TODAYNEWS.ID – Republik Islam Iran secara resmi telah mengumumkan mekanisme baru terkait aturan lalu lintas maritim kepada kapal-kapal yang ingin melalui Selat Hormuz.
Melansir laporan kantor berita, Press TV pada Rabu (6/5/2026), berdasarkan sistem yang baru diterapkan, semua kapal yang ingi melintasi Selat Hormuz akan menerima email dari alamat resmi info@PGSA.ir yang menjelaskan aturan dan peraturan untuk melintasi jalur perairan itu.
Kapal-kapal diharuskan menyesuaikan operasinya sesuai dengan kerangka kerja ini dan memperoleh izin transit sebelum melintasi Selat Hormuz, salah satu titik rawan pengiriman minyak paling penting di dunia.
Inisiatif yang digambarkan sebagai sistem tata kelola berdaulat ini sekarang beroperasi di Selat Hormuz yang merupakan 20% minyak dunia melewatinya jalur perairan strategis tersebut.

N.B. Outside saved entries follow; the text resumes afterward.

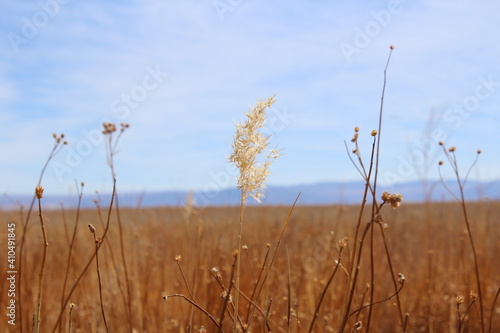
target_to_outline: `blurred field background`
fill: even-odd
[[[497,304],[494,309],[491,306],[500,283],[500,228],[497,219],[500,204],[469,203],[468,208],[477,241],[486,318],[489,319],[493,313],[492,327],[495,331],[500,329],[500,305]],[[101,215],[105,217],[106,208],[101,210]],[[243,244],[246,247],[241,273],[243,293],[250,294],[253,290],[266,253],[276,247],[289,210],[290,207],[285,206],[247,209],[243,231]],[[259,301],[262,309],[269,309],[268,322],[273,332],[307,332],[318,297],[337,259],[338,242],[344,237],[353,236],[358,211],[357,206],[295,207]],[[74,210],[43,213],[49,247],[43,290],[42,332],[53,330],[61,309],[62,281],[68,265],[76,213]],[[469,293],[475,289],[473,261],[460,205],[403,205],[397,210],[386,207],[382,214],[390,237],[393,264],[396,271],[406,277],[400,298],[404,312],[409,314],[409,332],[457,332],[456,297],[463,296],[464,305],[468,305],[471,302]],[[1,213],[2,221],[16,223],[18,240],[22,236],[21,216],[15,211]],[[232,252],[237,247],[239,207],[121,209],[120,216],[126,244],[130,298],[120,264],[119,235],[114,214],[108,237],[99,252],[104,308],[110,330],[199,332],[203,327],[206,332],[216,332],[215,325],[208,317],[188,302],[181,298],[165,300],[163,296],[184,294],[189,297],[179,270],[178,265],[181,265],[198,304],[219,318],[224,302],[221,298],[222,288],[210,270],[213,272],[213,268],[216,268],[227,287],[233,263]],[[26,235],[23,262],[21,297],[25,332],[31,331],[43,248],[36,214],[32,215],[32,219],[34,221],[30,222]],[[97,235],[100,235],[104,227],[99,220],[97,209],[80,212],[66,295],[69,286],[94,252],[94,239],[87,224],[93,224]],[[5,231],[1,233],[0,237],[5,239]],[[352,244],[348,242],[346,251],[349,252],[351,247]],[[376,299],[383,299],[393,293],[383,251],[381,245],[375,248],[375,253],[380,253],[380,258],[375,259]],[[2,251],[2,256],[4,254],[5,251]],[[345,255],[343,265],[349,270],[347,258],[348,255]],[[2,257],[1,260],[5,263],[7,259]],[[363,262],[368,264],[368,260]],[[367,282],[369,277],[364,271],[359,284],[363,286]],[[314,332],[335,332],[338,329],[346,283],[346,273],[341,272],[335,277],[327,291]],[[7,288],[7,280],[3,279],[0,299],[4,309]],[[355,295],[354,308],[360,306],[361,291]],[[70,302],[75,304],[71,315],[72,332],[104,331],[95,261],[83,276]],[[240,302],[242,314],[246,313],[247,305],[245,301]],[[57,331],[68,331],[69,311],[70,307],[66,306],[62,326]],[[398,331],[400,324],[394,299],[375,305],[373,311],[372,332]],[[359,320],[363,321],[364,316],[365,312],[361,311]],[[0,330],[20,332],[19,314],[17,319],[15,328],[7,325],[6,320],[0,321]],[[355,324],[352,319],[349,328]],[[263,323],[262,314],[256,312],[250,331],[264,332]],[[226,318],[224,329],[230,331],[231,325],[232,320]],[[478,327],[476,303],[466,317],[464,332],[477,332]],[[363,328],[360,331],[364,331]]]

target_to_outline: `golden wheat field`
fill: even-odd
[[[43,199],[41,201],[43,203]],[[500,204],[468,203],[467,207],[479,259],[484,325],[486,329],[491,327],[491,332],[498,332],[500,304],[497,302],[494,306],[493,303],[500,284],[497,219]],[[95,260],[74,286],[95,253],[95,238],[88,224],[95,227],[97,237],[102,235],[107,208],[102,205],[100,210],[63,212],[43,211],[42,206],[49,246],[41,302],[41,332],[105,331]],[[341,324],[352,269],[351,240],[359,207],[297,205],[271,266],[290,208],[247,208],[239,288],[244,295],[239,302],[242,326],[238,331],[243,330],[243,325],[249,325],[248,332],[308,332],[321,295],[324,299],[312,331],[336,332]],[[19,240],[23,236],[25,214],[2,212],[3,221],[15,223]],[[98,253],[102,308],[109,330],[217,332],[217,325],[209,315],[220,322],[226,300],[224,292],[227,292],[234,271],[239,207],[123,208],[119,214],[124,252],[120,251],[117,211],[113,211],[109,233]],[[397,210],[384,207],[381,216],[383,221],[379,224],[388,238],[394,272],[404,275],[404,287],[398,296],[407,321],[406,330],[457,332],[463,316],[461,329],[479,332],[474,264],[461,206],[458,203],[407,204]],[[373,303],[384,301],[371,307],[370,331],[400,332],[402,324],[396,297],[386,299],[394,294],[394,287],[381,241],[382,233],[378,228],[373,230],[375,283],[368,288],[371,284],[371,241],[368,241],[351,309],[354,312],[366,305],[373,289]],[[29,332],[32,328],[43,249],[35,212],[25,242],[22,279],[17,285],[21,297],[16,304],[16,326],[2,320],[2,332]],[[341,248],[340,269],[325,291]],[[20,264],[19,247],[17,250],[17,264]],[[6,260],[2,258],[2,262]],[[19,274],[17,278],[19,283]],[[255,289],[259,289],[256,285],[261,288],[258,300],[254,295]],[[0,295],[4,312],[8,288],[8,280],[3,279]],[[231,294],[234,296],[234,288]],[[169,295],[178,296],[167,297]],[[457,297],[463,297],[463,303]],[[249,307],[248,299],[254,299],[255,306]],[[228,311],[221,327],[225,332],[231,331],[233,326],[230,301],[225,305]],[[60,325],[56,327],[60,313]],[[349,316],[346,331],[365,331],[367,316],[368,308]]]

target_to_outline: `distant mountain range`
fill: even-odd
[[[446,186],[459,195],[456,182],[447,182]],[[401,193],[404,202],[423,202],[426,199],[432,201],[453,200],[452,195],[445,186],[439,182],[429,182],[424,191],[421,182],[406,182],[392,186],[380,186],[379,194],[383,191],[390,193]],[[304,184],[293,186],[269,186],[265,190],[263,205],[291,205],[297,195],[301,193],[299,205],[330,205],[330,204],[356,204],[363,197],[364,183],[362,182],[322,182],[316,184]],[[469,181],[465,186],[465,198],[467,200],[499,200],[500,180],[491,182]],[[181,206],[186,204],[187,198],[191,196],[197,206],[232,206],[239,205],[240,192],[237,189],[221,189],[219,191],[162,191],[144,193],[119,193],[121,207],[151,207],[151,206]],[[31,195],[3,195],[0,197],[0,209],[13,209],[20,204],[28,206],[32,200]],[[82,207],[95,207],[93,202],[95,194],[84,194]],[[102,194],[99,198],[101,206],[106,206],[110,200],[110,194]],[[73,195],[45,195],[43,205],[47,208],[59,208],[61,203],[65,208],[76,207],[78,198]],[[252,198],[249,204],[254,204]]]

Angkatan bersenjata Iran dilaporkan telah ditempatkan di Selat Hormuz di bawah kendali ketat, yang akan memblokir semua kapal terkait dengan AS dan Israel setelah agresi mereka terhadap Republik Islam pada 28 Februari lalu.
Teheran telah mengisyaratkan kesediaan untuk membuka kembali Selat setelah AS dan Israel sepakat untuk memasukkan Lebanon dalam perjanjian gencatan senjata yang dimediasi Pakistan yang membantu menghentikan agresi terhadap Iran.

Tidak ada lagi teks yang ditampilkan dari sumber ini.